Restatement, Contracts, § 90, reads:

“A promise which the promisor should reasonably expect to induce action or forbearance of a definite and substantial character on the part of the promisee and which does induce such action or forbearance is binding if injustice can be avoided only by enforcement of the promise.”

In this instance the estate pledge was solicited by the college in a campaign for funds. It appeared the college did rely on Lundstrom’s promise to pay, in order to meet the specified needs, and of course it did. Without the testimony there was prima facie consideration for the promise.

In the brief for the executor it is said the district court erred in holding the subscription was a gift inter vivos. There is nothing to *655indicate the court did so hold. The executor filed in the district court an amended answer to plaintiff's claim, alleging the subscription was void because it was a gift inter vivos. As indicated, the court allowed the claim. Since the instrument was supported by consideration, it substitutes colloquial for legal phraseology to call the instrument a gift, and the subject of gratuitous gifts inter vivos need not be discussed.

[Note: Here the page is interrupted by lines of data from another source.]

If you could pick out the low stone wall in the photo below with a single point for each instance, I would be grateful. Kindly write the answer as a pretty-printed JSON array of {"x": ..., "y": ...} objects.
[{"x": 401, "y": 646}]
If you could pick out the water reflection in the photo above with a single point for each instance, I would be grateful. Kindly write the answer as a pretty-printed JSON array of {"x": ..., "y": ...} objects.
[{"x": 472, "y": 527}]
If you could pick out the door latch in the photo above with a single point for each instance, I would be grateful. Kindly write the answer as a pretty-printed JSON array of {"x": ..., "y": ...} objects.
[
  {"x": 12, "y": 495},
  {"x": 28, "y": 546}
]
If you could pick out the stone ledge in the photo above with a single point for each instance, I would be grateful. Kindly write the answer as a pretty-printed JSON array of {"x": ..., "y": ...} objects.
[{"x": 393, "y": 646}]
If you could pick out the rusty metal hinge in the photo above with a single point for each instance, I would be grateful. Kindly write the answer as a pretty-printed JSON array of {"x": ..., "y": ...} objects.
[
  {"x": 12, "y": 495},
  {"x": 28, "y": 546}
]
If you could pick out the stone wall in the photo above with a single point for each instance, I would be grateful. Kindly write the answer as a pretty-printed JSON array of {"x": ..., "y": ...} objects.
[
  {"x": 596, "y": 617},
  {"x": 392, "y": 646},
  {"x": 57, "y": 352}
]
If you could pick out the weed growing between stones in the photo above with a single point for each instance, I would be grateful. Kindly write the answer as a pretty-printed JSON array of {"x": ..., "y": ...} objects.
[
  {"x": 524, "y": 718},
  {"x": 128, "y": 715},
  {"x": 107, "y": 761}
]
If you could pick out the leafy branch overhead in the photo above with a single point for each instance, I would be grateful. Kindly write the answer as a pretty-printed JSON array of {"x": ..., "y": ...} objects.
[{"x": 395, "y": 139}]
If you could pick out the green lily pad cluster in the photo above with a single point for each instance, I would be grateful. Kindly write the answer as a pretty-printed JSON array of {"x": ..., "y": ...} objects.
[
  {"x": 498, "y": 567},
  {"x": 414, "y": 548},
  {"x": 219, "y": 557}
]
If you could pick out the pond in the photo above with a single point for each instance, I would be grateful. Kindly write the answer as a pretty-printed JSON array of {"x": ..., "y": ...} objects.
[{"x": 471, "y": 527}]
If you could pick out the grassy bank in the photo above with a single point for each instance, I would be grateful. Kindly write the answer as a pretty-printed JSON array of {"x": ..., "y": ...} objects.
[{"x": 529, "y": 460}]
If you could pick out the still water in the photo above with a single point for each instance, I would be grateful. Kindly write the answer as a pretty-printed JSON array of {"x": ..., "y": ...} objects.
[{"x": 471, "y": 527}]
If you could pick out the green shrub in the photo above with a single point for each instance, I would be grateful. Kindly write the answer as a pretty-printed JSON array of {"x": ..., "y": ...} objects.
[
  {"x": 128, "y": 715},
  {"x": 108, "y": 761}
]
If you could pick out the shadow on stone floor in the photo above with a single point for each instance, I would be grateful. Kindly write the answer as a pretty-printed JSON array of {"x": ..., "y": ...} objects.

The instrument forming the basis of the claim in the probate court was not delivered directly to the college at the time of execution. It was delivered to the president of the bank. The terms of delivery were, “Hold for instructions of C. Lundstrom. In case of demise of Lundstrom, immediately deliver to Southwestern College.” The effect of the deposit of the instrument with the president of the bank is to be determined according to the intention of the parties to the transaction. Giving the privilege of further instructions its broadest meaning, the intention was that Lundstrom could recall the instrument and do with it as he pleased. He could supersede it by deed of the land to the college, he could substitute another instrument increasing or diminishing the amount payable to the college, or he could destroy the paper, and end all obligation to the college. If, however, Lundstrom did nothing and left the instrument with the depositary until he died, it was then to be delivered to the college for performance of the promise, according to its tenor.

Lundstrom did nothing except to leave the instrument with the depositary until Lundstrom died.

There is no public policy which prevents the carrying out of such an arrangement. Public policy favors such arrangements for the benefit of churches, hospitals, colleges and other institutions maintained by contributions from charitably inclined persons, and the result is, the instrument was simply an escrow. It was to be held by the depositary for delivery to Lundstrom if he called for it, but if he did not call for it, for delivery to the college.

Generally, to constitute an escrow, the instrument must pass unconditionally from control of the depositor. This rule is not, however, so arbitrary and inflexible as to defeat the intention of parties engaged in worthy enterprises. The instrument was valid and effective all the time unless it was recalled. The condition which might have prevented delivery to the college pever occurred, and at Lundstrom’s death the instrument became deliverable to the college.

*656Whether, in view of the nature of the subscription and reliance on it by the college, Lundstrom’s privilege to give further instruction to the depositary would be lost unless exercised within a reasonable time, need not be considered because the privilege was not exercised at all, and the instruction to deliver at Lundstrom’s death became peremptory.

The authorities on the subject just considered are not uniform. It is not necessary to spend time in discriminating and discussing them. The conclusions which have been expressed are supported by what the court regards as the better decisions dealing with the most nearly identical situations. (See Daggett v. Simonds, 173 Mass. 340, 53 N. E. 907, and cases cited in the opinion.)

A contention that the proceeding for allowance of the claim was one to contest a will is not well founded.

The foregoing disposes of the objections to allowance of the claim made in the answer of the executor, and of all assignments of error touching the merits of the case.

The judgment of the district court is affirmed.